Pada saat diterpa ujian itu, Buya Hamka merasakan begitu frustasi dan beliau berkeinginan untuk bunuh diri dengan sebilah pisau kecil di sakunya. Alhamdulillah, atas izin Allah SWT beliau dapat menghindari frustasi dan tidak memperturutkan keinginan buruk yang sempat muncul dalam benak beliau. Dalam bayangan beliau, tentu jika Buya Hamka mati bunuh diri apalah arti menyerukan orang lain untuk sabar, tabah, teguh hati bila dirinya sendiri tak dapat melakukannya ketika ditimpa satu cobaan Tuhan. Sehingga ketika selesai pemeriksaan yang kejam itu, beliau dipindahkan ke tempat lain, mintalah Buya Hamka kepada anaknya untuk membawakan buku “Tasawuf Modern”. Pernah temannya menjenguk ketika Buya Hamka sedang membaca “Tasawuf Modern”, kemudian temannya berkata, “eh, Pak Hamka sedang membaca karangan Pak Hamka”. Buya Hamka pun tidak menyangkal bahwa beliau pun memerlukan nasihat dari beliau sendiri dalam buku yang ditulisnya.

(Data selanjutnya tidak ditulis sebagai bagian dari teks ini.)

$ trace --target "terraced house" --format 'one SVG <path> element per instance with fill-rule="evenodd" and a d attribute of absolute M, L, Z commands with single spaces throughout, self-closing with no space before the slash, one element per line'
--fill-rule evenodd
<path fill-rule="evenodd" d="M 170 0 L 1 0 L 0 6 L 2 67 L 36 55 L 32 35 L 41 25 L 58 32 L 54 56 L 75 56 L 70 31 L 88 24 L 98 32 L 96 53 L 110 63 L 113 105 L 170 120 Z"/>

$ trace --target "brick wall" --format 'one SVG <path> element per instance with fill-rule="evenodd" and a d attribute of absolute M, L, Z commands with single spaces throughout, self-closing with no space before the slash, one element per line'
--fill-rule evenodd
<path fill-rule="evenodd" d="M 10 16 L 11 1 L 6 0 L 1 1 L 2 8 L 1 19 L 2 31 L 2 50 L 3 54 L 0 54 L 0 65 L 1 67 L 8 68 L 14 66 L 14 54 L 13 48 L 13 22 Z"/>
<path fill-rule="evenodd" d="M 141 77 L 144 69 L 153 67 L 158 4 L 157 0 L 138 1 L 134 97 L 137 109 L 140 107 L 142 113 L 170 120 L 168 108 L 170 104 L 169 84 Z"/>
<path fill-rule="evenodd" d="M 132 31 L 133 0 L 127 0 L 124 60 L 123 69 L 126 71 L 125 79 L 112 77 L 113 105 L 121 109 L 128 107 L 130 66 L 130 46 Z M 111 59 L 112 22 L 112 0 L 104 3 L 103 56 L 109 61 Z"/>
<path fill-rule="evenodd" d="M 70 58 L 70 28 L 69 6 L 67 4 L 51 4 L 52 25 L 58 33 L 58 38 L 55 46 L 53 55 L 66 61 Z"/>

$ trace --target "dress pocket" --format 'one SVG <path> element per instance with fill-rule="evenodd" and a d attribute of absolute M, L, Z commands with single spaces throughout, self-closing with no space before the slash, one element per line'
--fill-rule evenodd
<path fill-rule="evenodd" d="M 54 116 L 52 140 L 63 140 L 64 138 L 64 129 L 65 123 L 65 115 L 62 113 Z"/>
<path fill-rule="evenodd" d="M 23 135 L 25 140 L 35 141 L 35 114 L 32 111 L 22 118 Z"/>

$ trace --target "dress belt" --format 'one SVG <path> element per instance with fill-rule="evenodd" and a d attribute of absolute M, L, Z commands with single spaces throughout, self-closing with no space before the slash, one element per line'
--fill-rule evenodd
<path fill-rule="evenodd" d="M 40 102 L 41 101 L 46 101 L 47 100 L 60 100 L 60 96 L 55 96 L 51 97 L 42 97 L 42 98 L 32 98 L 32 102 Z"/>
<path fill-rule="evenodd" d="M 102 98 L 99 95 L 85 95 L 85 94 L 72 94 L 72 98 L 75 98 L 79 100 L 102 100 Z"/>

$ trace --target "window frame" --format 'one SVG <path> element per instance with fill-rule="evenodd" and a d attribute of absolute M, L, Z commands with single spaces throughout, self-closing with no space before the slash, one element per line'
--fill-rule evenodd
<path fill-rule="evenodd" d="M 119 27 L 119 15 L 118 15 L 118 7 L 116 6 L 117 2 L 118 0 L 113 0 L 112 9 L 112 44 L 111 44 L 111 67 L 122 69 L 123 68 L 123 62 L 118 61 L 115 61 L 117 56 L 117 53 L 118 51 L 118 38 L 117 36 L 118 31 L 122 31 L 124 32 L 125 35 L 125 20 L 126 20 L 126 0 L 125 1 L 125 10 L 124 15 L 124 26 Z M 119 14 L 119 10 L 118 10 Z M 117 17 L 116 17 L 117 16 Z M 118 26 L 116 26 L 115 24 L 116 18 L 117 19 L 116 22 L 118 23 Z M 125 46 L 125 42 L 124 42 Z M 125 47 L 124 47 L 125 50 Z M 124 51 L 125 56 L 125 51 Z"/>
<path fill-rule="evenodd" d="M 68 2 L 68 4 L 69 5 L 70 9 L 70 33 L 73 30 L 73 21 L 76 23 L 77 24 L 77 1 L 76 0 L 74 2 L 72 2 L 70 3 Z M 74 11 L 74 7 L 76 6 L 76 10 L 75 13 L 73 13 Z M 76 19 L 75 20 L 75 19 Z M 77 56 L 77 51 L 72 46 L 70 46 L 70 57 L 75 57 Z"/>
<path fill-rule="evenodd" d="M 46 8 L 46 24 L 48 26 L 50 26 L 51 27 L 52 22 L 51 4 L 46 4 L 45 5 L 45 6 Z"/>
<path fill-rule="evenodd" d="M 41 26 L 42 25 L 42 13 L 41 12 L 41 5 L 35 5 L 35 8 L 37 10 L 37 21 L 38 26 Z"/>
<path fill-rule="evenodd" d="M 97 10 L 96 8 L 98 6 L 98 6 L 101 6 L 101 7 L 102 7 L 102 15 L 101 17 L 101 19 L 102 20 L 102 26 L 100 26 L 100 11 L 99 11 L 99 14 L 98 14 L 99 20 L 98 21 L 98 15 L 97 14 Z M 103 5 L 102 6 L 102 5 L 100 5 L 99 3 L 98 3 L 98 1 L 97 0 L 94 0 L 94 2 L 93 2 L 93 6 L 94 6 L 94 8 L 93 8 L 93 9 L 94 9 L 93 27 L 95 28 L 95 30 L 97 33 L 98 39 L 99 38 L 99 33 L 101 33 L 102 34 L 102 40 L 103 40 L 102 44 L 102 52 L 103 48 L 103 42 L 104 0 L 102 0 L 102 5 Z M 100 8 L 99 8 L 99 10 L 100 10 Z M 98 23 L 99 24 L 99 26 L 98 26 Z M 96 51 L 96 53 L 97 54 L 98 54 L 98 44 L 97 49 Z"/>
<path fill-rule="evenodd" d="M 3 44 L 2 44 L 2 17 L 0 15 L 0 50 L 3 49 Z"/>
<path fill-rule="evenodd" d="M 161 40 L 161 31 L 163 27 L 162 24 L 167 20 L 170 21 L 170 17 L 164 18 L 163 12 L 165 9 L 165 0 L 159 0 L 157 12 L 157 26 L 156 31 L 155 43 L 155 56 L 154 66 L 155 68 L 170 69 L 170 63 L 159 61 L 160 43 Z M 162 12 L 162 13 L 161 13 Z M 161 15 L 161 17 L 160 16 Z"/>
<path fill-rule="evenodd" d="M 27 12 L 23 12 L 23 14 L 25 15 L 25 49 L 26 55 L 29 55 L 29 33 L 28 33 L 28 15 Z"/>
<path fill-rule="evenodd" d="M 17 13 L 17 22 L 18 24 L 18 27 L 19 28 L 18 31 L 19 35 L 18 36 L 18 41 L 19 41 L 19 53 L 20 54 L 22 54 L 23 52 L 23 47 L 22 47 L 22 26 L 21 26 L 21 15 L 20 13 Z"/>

Baca juga: Apa itu Resensi?


Ada berbagai pokok kebahagiaan yang dijelaskan Buya Hamka dalam “Tasawuf Modern”. Meski bahasa dalam karya yang beliau tulis bernilai sastra, khalayak tetap dapat memahaminya dengan mudah. Buya Hamka menjelaskan berbagai pokok dengan lengkap dan komprehensif sehingga mencakup banyak aspek yang bisa menjadi landasan kebahagiaan pembaca dalam mengarungi kehidupan. Buku ini pun dapat dibaca oleh berbagai kalangan latar belakang yang telah melebihi usia 18 tahun. Pun, meski telah berusia 83 tahun sejak awal pertama dicetak, buku ini tetap relevan dalam menjelaskan pokok-pokok kebahagiaan yang perlu diketahui oleh pembaca. Karenanya, kami ucapkan selamat memahami pokok-pokok kebahagiaan yang telah disatukan dalam buku bertajuk “Tasawuf Modern” karya Buya Hamka.